# Newest Acquisitions



## PaphLover (Nov 21, 2015)

Oh boy! Keep me away from the nurseries!!!!!!!! Lordy! AND I was restraining myself. :clap::drool:


----------



## PaphLover (Nov 21, 2015)

photos?


----------



## PaphLover (Nov 21, 2015)

hmmm, photo issues


----------



## PaphLover (Nov 21, 2015)

Ok, started imageshack account. how do I get them from there to here? Any help? I'm so confused.


----------



## PaphLover (Nov 21, 2015)

https://imageshack.com/a/iyb4/1

does this work?


----------



## Marco (Nov 21, 2015)

Nice pickups. Yes the link works.


----------



## Wendy (Nov 21, 2015)

Looks like a good haul.....names?


----------



## PaphLover (Nov 21, 2015)

Sorry. Meant to post that, but got so worked up about photos, I forgot.

Two noid paphs, Ambonesis X Gigantea, Cornu cervi, Violacea, ambonesis.

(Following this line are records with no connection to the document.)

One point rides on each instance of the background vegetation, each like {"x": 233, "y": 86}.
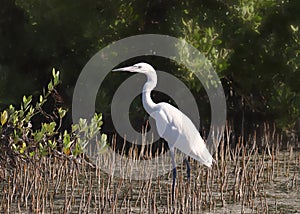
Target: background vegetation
{"x": 253, "y": 45}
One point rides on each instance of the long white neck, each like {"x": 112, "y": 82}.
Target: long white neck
{"x": 148, "y": 103}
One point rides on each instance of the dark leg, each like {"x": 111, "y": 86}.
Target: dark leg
{"x": 188, "y": 169}
{"x": 174, "y": 173}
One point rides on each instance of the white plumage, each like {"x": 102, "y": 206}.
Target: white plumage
{"x": 172, "y": 125}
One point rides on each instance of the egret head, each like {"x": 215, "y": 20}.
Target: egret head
{"x": 141, "y": 67}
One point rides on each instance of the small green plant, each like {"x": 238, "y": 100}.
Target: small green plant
{"x": 19, "y": 137}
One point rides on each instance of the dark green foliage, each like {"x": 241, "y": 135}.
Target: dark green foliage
{"x": 253, "y": 46}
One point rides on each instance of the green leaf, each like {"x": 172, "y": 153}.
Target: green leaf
{"x": 4, "y": 117}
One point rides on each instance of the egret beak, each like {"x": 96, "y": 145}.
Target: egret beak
{"x": 129, "y": 68}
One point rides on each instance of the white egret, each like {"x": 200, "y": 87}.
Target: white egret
{"x": 172, "y": 125}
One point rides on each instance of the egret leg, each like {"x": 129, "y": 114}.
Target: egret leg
{"x": 188, "y": 169}
{"x": 174, "y": 173}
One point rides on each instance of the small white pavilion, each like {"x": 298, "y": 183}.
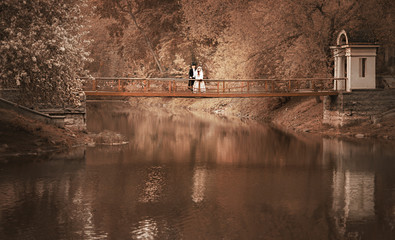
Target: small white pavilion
{"x": 355, "y": 59}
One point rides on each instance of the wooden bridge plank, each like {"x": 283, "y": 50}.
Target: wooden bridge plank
{"x": 207, "y": 95}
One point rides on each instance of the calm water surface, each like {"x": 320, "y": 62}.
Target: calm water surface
{"x": 188, "y": 176}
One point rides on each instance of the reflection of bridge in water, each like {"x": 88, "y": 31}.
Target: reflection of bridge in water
{"x": 215, "y": 88}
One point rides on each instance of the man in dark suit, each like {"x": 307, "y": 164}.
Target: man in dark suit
{"x": 192, "y": 75}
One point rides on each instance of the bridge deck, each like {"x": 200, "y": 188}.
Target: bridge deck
{"x": 175, "y": 87}
{"x": 208, "y": 95}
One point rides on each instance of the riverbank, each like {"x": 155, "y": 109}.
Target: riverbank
{"x": 22, "y": 136}
{"x": 298, "y": 114}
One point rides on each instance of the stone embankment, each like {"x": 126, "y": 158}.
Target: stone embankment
{"x": 359, "y": 106}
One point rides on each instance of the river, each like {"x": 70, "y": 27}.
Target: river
{"x": 186, "y": 175}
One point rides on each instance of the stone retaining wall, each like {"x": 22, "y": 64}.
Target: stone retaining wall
{"x": 73, "y": 118}
{"x": 358, "y": 106}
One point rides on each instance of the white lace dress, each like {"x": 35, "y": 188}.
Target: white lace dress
{"x": 199, "y": 80}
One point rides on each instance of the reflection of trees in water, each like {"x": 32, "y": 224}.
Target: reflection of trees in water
{"x": 183, "y": 136}
{"x": 359, "y": 197}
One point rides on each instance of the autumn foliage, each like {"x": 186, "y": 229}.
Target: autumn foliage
{"x": 42, "y": 50}
{"x": 231, "y": 38}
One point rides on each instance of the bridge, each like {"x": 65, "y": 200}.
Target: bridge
{"x": 215, "y": 88}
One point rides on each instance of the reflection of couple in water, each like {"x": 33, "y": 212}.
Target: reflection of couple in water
{"x": 196, "y": 76}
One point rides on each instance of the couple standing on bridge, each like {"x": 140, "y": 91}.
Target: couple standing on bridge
{"x": 196, "y": 82}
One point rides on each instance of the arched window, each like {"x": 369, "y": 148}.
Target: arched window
{"x": 342, "y": 38}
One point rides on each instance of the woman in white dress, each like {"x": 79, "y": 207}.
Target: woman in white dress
{"x": 199, "y": 81}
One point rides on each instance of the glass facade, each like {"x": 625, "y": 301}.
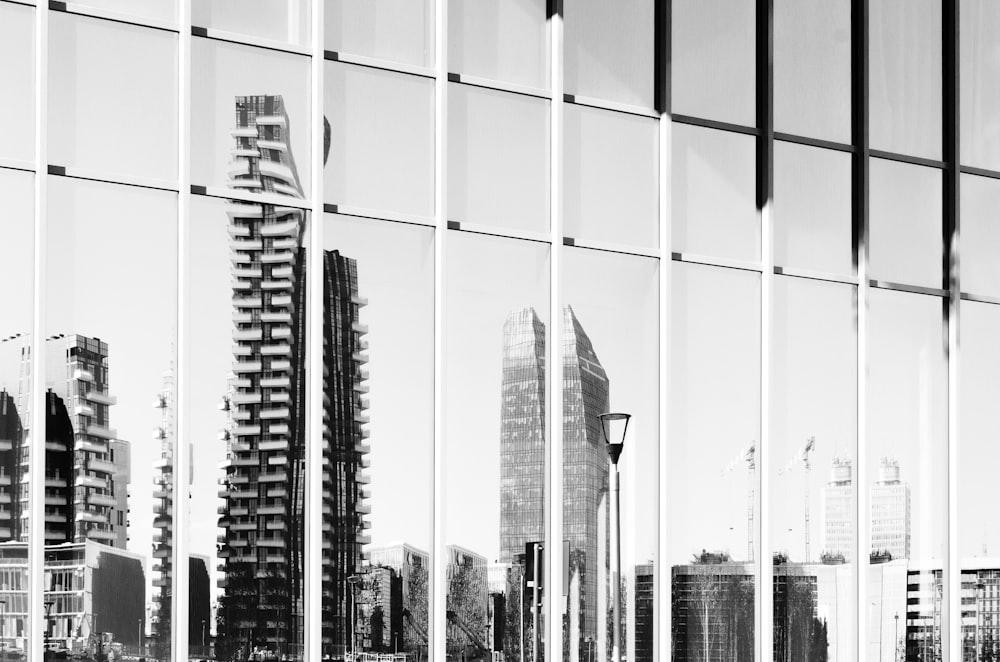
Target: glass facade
{"x": 356, "y": 253}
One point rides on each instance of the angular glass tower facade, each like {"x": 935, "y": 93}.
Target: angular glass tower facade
{"x": 585, "y": 462}
{"x": 522, "y": 434}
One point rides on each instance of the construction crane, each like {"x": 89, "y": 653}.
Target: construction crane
{"x": 803, "y": 457}
{"x": 748, "y": 455}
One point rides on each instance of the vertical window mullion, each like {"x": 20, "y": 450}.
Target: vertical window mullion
{"x": 315, "y": 440}
{"x": 36, "y": 496}
{"x": 437, "y": 640}
{"x": 181, "y": 478}
{"x": 951, "y": 132}
{"x": 763, "y": 594}
{"x": 859, "y": 215}
{"x": 662, "y": 612}
{"x": 554, "y": 346}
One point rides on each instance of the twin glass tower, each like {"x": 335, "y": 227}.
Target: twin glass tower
{"x": 585, "y": 462}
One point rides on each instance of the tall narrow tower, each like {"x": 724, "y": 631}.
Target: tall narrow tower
{"x": 585, "y": 461}
{"x": 262, "y": 546}
{"x": 86, "y": 465}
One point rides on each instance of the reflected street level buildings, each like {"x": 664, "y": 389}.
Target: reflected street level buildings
{"x": 585, "y": 461}
{"x": 261, "y": 547}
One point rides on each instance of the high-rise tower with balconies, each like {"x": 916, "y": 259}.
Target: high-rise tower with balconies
{"x": 264, "y": 487}
{"x": 86, "y": 466}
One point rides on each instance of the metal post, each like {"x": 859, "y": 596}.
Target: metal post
{"x": 895, "y": 641}
{"x": 616, "y": 567}
{"x": 524, "y": 582}
{"x": 979, "y": 591}
{"x": 534, "y": 606}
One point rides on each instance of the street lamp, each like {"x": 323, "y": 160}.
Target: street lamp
{"x": 895, "y": 657}
{"x": 48, "y": 621}
{"x": 980, "y": 590}
{"x": 353, "y": 581}
{"x": 614, "y": 426}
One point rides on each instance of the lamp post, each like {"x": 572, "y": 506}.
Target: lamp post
{"x": 353, "y": 581}
{"x": 48, "y": 622}
{"x": 614, "y": 426}
{"x": 980, "y": 590}
{"x": 895, "y": 640}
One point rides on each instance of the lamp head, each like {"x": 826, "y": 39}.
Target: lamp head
{"x": 614, "y": 425}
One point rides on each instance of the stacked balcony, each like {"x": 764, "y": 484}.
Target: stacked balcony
{"x": 265, "y": 240}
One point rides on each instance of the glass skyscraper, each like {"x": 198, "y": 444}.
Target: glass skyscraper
{"x": 585, "y": 461}
{"x": 263, "y": 519}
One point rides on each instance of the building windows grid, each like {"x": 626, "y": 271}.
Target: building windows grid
{"x": 766, "y": 137}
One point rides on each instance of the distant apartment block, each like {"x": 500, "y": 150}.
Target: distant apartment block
{"x": 645, "y": 622}
{"x": 890, "y": 508}
{"x": 838, "y": 517}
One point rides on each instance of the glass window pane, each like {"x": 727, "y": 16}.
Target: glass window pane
{"x": 611, "y": 169}
{"x": 246, "y": 392}
{"x": 980, "y": 96}
{"x": 979, "y": 390}
{"x": 978, "y": 393}
{"x": 609, "y": 50}
{"x": 281, "y": 20}
{"x": 715, "y": 352}
{"x": 813, "y": 450}
{"x": 905, "y": 76}
{"x": 108, "y": 356}
{"x": 980, "y": 235}
{"x": 905, "y": 232}
{"x": 714, "y": 195}
{"x": 812, "y": 68}
{"x": 907, "y": 461}
{"x": 498, "y": 158}
{"x": 231, "y": 83}
{"x": 494, "y": 476}
{"x": 381, "y": 139}
{"x": 713, "y": 64}
{"x": 394, "y": 268}
{"x": 16, "y": 269}
{"x": 610, "y": 359}
{"x": 506, "y": 41}
{"x": 397, "y": 30}
{"x": 96, "y": 122}
{"x": 17, "y": 79}
{"x": 163, "y": 10}
{"x": 812, "y": 203}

Love the spicy scent of the Violacea. The Ambonesis(es) too. ;-) (what is the plural form?)


----------



## SlipperFan (Nov 21, 2015)

Good blooms already. I echo Wendy -- names?


----------



## Migrant13 (Nov 21, 2015)

Good haul!


----------



## PaphLover (Nov 22, 2015)

Thanks all! So nice to have fellow addicts to enable me.


----------